As a Staff Software Engineer in Infrastructure, you will play a pivotal role in defining the technical foundation of our platform. You'll lead the design and implementation of systems that support high-traffic services across cloud infrastructure, developer tooling, video delivery, and AI/ML workloads. Your work will directly influence the scalability, reliability, and efficiency of our production environment.
What You'll Do
- Define technical direction for core infrastructure, balancing performance, security, and developer productivity.
- Architect and deploy large-scale solutions on AWS and EKS, using Terraform and CI/CD pipelines to automate delivery.
- Build robust internal platforms and automation tools that empower engineering teams to ship faster and operate reliably.
- Improve observability, incident response, and cost management across distributed systems.
- Lead initiatives in video infrastructure, optimizing CDN strategies and encoding pipelines for global reach.
- Collaborate with data science teams to design GPU-enabled environments for training and serving machine learning models.
- Mentor engineers across the organization, contributing to design reviews and raising standards in operational practices.

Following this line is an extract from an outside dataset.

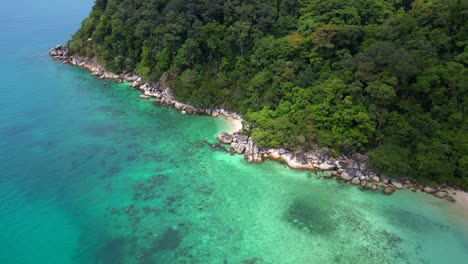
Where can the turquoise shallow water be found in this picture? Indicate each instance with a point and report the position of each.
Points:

- Take ownership during critical incidents, guiding resolution and driving postmortem improvements.
What We're Looking For
- 10+ years of experience building and managing production cloud systems.

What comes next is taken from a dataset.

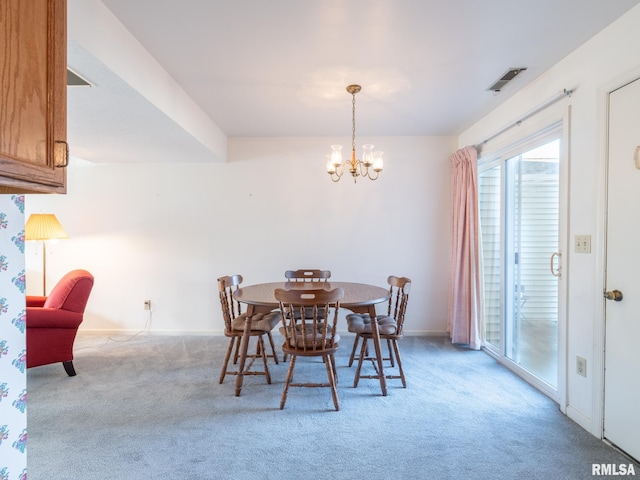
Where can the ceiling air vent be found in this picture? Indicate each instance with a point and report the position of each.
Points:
(506, 78)
(75, 80)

- Deep knowledge of AWS, Kubernetes (EKS), networking, and Linux internals.
- Proven track record with Infrastructure as Code (Terraform), CI/CD (GitHub Actions, Argo), and Helm.
- Experience designing software-driven infrastructure, not just configuring systems.
- Strong grasp of distributed systems, cloud security, and scalability challenges.
- History of delivering measurable improvements in system reliability or developer velocity.
- Clear communicator who can lead technical consensus across teams.
Nice to Have
- Background in AI/ML infrastructure, including GPU orchestration and model serving (e.g., Triton, vLLM).
- Familiarity with autoscaling frameworks like KEDA or Karpenter.
- Experience with service mesh, multi-cluster Kubernetes, or video encoding (HLS/DASH).
Our Environment
We operate a remote-first culture with collaboration hubs in San Francisco and Kitchener, Ontario, supporting team members across several U.S. states. Our culture values craftsmanship, clarity, and long-term thinking. We believe diverse perspectives lead to better solutions and actively foster inclusion. We support continuous learning and expect engineers to lead through mentorship, technical rigor, and hands-on problem solving — especially in ambiguous, cross-functional domains.